Ulu Grosbard, a Belgian-born American stage director who brought a naturalistic touch, intelligence, a low profile and unending patience to premieres by Frank D. Gilroy, David Mamet and Arthur Miller, died on March 18 2012 in Manhattan. He was 83.
Mr. Grosbard — who also forged an estimable, if spare, career in film — made a significant Broadway debut in 1964 as the director of Frank D. Gilroy's family drama The Subject Was Roses. The play, which ran for two years, won the Tony Award for Best Play and the Pulitzer Prize for Drama, and Mr. Grosbard was nominated for a Tony.

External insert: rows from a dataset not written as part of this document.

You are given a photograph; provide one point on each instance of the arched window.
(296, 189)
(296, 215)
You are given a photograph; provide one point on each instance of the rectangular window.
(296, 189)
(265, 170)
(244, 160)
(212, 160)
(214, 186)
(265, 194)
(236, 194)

Following two Broadway flops (including Gilroy's follow-up to Roses, called That Summer — That Fall), the director turned in a success with Arthur Miller's moral standoff between two brothers, The Price, in 1968. Mr. Grosbard had previously shown his affinity with Miller's work with a 1965 Off-Broadway mounting of A View From the Bridge, which won the director a Drama Desk Award and an Obie Award.
He stayed away from Broadway for a decade after The Price, but returned with the most significant stage credit of his career: the Broadway premiere of American Buffalo, David Mamet's searing three-man tale of aspirational frustration at the bottom of the societal food chain. He was again nominated for a Tony, as well as a Drama Desk Award. In 1979, he staged Mamet's The Woods at the Public Theater.
The 1980s brought productions of Woody Allen's The Floating Light Bulb, Beth Henley's The Wake of Jamie Foster, and a revival of Paddy Chayefsky's The Tenth Man. He returned to Henley's work in 2000, directing an Off-Broadway production of Family Week.
Mr. Grosbard's relatively limited output was ascribed to his perfectionism. He was selective in the projects he adopted. Following the success of Roses, he turned down many of the scripts submitted to him, finding them too similar in nature to Gilroy's play. Once he took on a play, he insisted on a polished script and a top-level cast or he would not proceed with a project. He once said he was willing to pay the price of such high standards, which was "not working."
When he first read American Buffalo, he had not heard of David Mamet, but was intrigued because the writer had "a unique vision, intelligence, and an extraordinary ear for translating real behavior." He signed on, but with a demand: Robert Duvall should play the lead role of Teach. Mamet agreed, and Duvall (a frequent collaborator of Mr. Grosbard's) was signed.
The director and the playwright then spent four months honing the script, even though it had already been staged in Chicago and Off-Off-Broadway. Mamet called him "one of three or four people I've ever met who has any idea how to direct a play."
Ulu Grosbard was born Israel Grosbard on Jan. 9, 1929, in Antwerp. (He was called Ulu as a child and legally made it his name when he became a U.S. citizen.) His family fled the Nazis in 1942. He lived six years in Havana, working as a diamond cutter, before emigrating to the U.S., where he was educated at the University of Chicago and then went to the Yale School of Drama. He began directing for the stage in 1957.
He began his film career with an adaptation of The Subject Was Roses in 1968. Thereafter, his track record in movies was as erratic as his stage career. Still, what few films he produced were praised for their subtle touch, textured characters and nuanced performances. He once said he was fascinated by the phenomenon of "human behavior in crisis."
His movies always attracted top acting talent. "Straight Time" (1978) starred Dustin Hoffman as a burglar, just released from jail, who tries but fails to go legit. Though seldom seen, it is considered a lost gem of 1970s cinema. "True Confessions" (1981), based on a novel by John Gregory Dunne, was about the clash between two brothers, one a priest, the other a detective. Robert DeNiro and Robert Duvall starred. DeNiro also starred, alongside Meryl Streep, in "Falling in Love," a gentle drama about two married people who are flummoxed by their growing feelings for one another. "Georgia" (1995) was another sibling drama, about a self-destructive singer, played by Jennifer Jason Leigh, who looks up to her sister, Mare Winningham, a successful country-western star. His final film, in 1999, was "The Deep End of the Ocean."
The director, who sported swept-back hair and prominent glasses, was once described as having a casual manner of dress and the "distracted air of a poet."
Mr. Grosbard is survived by his wife, actress Rose Gregario, whom he married in 1965.